ONL NPR Tutorial

The NPR allows you to assign flows to packet scheduling queues that will provide bandwidth guarantees. Earlier we discussed how packet filters can be used to direct packets to specific packet scheduling queues. Queue parameters allow you to define the capacities of these queues and the fraction of the output rate that a queue will be given.

This page briefly discusses the concepts behind the use of packet scheduling queues and how to use the RLI to define the properties of those queues. An example based on some of the concepts discussed on this page is given in NPR Tutorial => Examples => Filters, Queues and Bandwidth. The sections in this page are:

Recall that there are 8,192 FIFO (First-In-First-Out) queues at each of the five output ports. The first 64 (QIDs 0-63) are datagram queues, and the remaining 8,128 queues are reserved flow queues. By default, the NPR will put packets into one of the 64 datagram queues using a stochastic fair queueing algorithm. This algorithm attempts to evenly spread packets over these queues using portions of the source and destination IP addresses to compute the QID of the datgram queue. One result of the PLC's route table lookup is to determine the datagram queue for a packet.

But you can use a packet filter to direct matching packets to a specific queue &mdash typically, one of the reserved queues (QIDs 64-8191). You can also define the queue's capacity and its bandwidth guarantee. Thus, through the use of filters and the configuration of queues, you can give preferential treatment to one flow over other flows.

Threshold

When a queue becomes full, the NPR drops incoming packets to that queue. Traditionally, network operators don't like to drop packets because an incoming packet might have already consumed network resources on its journey to a router. Dropping a packet that must be reliably delivered to a destination just increases the load on the network.
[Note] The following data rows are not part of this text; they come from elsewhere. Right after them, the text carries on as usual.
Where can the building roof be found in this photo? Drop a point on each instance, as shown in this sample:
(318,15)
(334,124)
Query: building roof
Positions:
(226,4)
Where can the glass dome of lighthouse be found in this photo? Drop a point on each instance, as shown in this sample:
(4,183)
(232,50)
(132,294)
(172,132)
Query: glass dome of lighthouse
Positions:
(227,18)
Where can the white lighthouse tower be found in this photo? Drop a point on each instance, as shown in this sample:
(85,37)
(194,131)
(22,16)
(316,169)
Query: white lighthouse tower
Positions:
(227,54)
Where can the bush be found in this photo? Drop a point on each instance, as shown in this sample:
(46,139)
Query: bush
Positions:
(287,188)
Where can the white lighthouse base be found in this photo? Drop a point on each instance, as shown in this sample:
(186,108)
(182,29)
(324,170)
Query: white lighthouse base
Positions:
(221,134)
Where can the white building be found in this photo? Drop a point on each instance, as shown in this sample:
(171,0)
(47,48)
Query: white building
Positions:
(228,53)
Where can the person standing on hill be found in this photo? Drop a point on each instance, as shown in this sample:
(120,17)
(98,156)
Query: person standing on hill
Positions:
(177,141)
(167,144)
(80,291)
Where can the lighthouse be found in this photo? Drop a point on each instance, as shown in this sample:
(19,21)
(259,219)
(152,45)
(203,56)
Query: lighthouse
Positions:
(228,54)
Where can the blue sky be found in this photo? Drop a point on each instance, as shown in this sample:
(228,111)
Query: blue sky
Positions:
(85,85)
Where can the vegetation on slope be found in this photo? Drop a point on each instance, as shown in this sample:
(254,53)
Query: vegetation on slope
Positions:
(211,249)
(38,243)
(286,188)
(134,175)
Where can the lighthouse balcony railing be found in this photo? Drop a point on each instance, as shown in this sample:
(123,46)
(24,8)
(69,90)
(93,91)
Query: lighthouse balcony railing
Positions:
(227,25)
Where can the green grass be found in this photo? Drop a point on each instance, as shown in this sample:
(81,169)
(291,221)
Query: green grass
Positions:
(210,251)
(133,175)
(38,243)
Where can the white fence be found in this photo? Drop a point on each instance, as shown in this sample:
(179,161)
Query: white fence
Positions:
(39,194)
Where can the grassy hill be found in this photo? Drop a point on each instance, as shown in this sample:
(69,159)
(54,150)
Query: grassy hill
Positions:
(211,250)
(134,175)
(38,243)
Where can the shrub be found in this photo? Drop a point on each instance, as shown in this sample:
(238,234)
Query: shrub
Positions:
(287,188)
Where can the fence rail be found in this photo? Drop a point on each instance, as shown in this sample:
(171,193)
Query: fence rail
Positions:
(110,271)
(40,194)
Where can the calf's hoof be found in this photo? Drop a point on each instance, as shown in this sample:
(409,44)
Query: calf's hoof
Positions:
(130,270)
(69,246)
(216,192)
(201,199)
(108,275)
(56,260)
On the other hand, a large threshold value can mean that a long queue can develop leading to a long queueing delay as it waits for those in front to leave the queue. It is not unheard of for router's to have enough buffering that lead to delays in excess of a few RTTs (round-trip times).
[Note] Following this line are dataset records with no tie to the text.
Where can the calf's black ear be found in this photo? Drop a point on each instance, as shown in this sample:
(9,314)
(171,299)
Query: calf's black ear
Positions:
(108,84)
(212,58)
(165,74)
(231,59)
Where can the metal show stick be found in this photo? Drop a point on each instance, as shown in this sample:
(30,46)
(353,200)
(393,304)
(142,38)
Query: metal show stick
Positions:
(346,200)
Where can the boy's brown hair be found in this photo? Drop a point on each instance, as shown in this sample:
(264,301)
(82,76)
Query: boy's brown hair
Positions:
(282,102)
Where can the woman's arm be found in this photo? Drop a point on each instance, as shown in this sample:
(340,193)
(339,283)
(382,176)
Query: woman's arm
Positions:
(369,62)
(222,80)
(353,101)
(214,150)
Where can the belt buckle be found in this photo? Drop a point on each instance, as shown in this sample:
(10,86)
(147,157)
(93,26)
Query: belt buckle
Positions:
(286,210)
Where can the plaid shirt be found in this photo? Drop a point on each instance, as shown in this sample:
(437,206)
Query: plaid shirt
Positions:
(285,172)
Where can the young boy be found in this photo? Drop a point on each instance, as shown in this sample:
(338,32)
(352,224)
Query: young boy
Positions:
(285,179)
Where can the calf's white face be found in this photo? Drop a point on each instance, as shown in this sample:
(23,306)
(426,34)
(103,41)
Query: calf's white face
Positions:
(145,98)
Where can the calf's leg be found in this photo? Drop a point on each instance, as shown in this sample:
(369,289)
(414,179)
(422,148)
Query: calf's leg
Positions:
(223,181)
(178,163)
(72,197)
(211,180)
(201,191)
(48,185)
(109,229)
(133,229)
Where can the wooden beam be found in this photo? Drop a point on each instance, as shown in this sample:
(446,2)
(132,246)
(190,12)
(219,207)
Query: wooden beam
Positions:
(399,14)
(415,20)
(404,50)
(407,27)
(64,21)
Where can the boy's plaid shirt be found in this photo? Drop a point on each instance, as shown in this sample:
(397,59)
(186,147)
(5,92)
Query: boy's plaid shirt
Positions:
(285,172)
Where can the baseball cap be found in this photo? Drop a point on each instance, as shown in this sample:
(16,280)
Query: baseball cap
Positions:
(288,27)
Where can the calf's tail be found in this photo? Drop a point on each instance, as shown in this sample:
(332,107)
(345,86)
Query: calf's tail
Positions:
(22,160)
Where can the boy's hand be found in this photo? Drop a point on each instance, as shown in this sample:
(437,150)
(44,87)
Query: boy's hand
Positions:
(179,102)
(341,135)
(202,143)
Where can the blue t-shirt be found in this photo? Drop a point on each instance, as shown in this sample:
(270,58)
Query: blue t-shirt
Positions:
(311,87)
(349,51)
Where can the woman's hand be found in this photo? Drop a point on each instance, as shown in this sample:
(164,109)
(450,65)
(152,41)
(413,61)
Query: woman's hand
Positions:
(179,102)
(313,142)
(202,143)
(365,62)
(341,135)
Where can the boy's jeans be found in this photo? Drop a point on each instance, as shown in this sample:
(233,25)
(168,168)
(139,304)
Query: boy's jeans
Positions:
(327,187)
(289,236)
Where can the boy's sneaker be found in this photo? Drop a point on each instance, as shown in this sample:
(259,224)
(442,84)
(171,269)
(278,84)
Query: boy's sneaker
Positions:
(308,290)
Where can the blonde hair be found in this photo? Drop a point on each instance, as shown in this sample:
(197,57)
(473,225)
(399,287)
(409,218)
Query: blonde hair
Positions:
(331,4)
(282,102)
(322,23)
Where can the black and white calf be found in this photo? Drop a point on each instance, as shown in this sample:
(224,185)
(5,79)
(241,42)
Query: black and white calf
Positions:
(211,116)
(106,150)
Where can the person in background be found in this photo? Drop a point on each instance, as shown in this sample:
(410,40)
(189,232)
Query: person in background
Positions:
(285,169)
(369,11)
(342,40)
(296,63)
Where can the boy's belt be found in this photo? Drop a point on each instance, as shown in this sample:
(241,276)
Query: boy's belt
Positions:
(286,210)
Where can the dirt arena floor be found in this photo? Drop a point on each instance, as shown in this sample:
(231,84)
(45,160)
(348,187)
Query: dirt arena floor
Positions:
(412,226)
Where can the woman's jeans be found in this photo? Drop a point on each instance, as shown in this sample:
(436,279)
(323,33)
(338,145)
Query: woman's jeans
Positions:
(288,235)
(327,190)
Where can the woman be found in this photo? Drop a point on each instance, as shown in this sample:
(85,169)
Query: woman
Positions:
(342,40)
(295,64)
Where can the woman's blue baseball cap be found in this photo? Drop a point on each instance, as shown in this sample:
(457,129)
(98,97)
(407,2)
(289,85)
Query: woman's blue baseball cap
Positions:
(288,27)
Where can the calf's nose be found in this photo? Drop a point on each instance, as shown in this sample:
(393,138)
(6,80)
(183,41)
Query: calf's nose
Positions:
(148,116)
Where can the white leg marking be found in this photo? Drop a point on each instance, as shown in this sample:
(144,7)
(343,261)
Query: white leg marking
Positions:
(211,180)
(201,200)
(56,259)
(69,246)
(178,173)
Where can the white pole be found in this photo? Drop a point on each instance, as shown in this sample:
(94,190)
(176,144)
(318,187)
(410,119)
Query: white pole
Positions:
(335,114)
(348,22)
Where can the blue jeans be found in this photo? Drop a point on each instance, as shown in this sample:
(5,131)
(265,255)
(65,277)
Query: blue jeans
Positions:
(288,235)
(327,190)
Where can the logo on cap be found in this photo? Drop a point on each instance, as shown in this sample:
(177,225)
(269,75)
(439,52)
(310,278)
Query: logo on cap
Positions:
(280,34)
Recently, there has been some evidence that a small number of buffers for each flow might be a good design choice for TCP flows. The thinking is that a small buffer size for each flow will allow the router to signal congestion to the sender through early packet drops.

Quantum

The NPR uses a WDRR (Weighted Deficit Round Robin) packet scheduling algorithm over the queues at each output port. The quantum is the weight assigned to the queue. Consider a WDRR packet scheduler that manages four queues (not the 8,192 queues in the NPR) and quantum values of W0, W1, W2 and W3. Let W be the sum of the weights; i.e., W = W0+W1+W2+W3. Then, queue k (k=0,1,2,3) is guaranteed to get the fraction Wk/W of the link capacity when all four queues are non-empty. Of course, the guarantee can only met at a large enough time scale. For example, if W0=W1=1500, and W2=W3=3000 and the link capacity is R = 12 Mbps, W=9000, and queue 2 will be guaranteed to get 1/3=3000/9000 of the 12 Mbps or G2=4 Mbps. In fact, the guaranteed rates for the four queues are G0=G1=2 Mbps and G2=G3=4 Mbps.

If some of the queues are empty, the above bandwidth sharing idea still applies but just over the non-empty queues. For example, suppose all queues are non-empty except queue 2. Then, in the above example, W=6000, and W0=W1=1/4 and W3=1/2.

CAVEAT: A word of caution is in order at this point. In the first example above, in theory, other weight combinations will give the same guaranteed rates; e.g., W0=W1=1 and W2=W3=2. But you should avoid quantum values less than 1500 because the bandwidth sharing described in the preceding paragraph will not hold. In fact, if you choose quantum values of 256 and 512 for two queues hoping to give twice as much bandwidth to the second queue, you will discover that the two flows will get equal bandwidth shares. (This is a bug.) A rule of thumb is that you should choose quantum values that are atleast 1500.

Number of Flows Per Queue

If only one flow is mapped to each queue, the packets in that flow will get the bandwidth guarantee of the queue. Since each queue is served in FIFO order when its turn arrives, packets going to the same queue may still experience queueing delays. If you map more than one flow to the same queue, packets from all of those flows will contend for the bandwidth guaranteed to the queue.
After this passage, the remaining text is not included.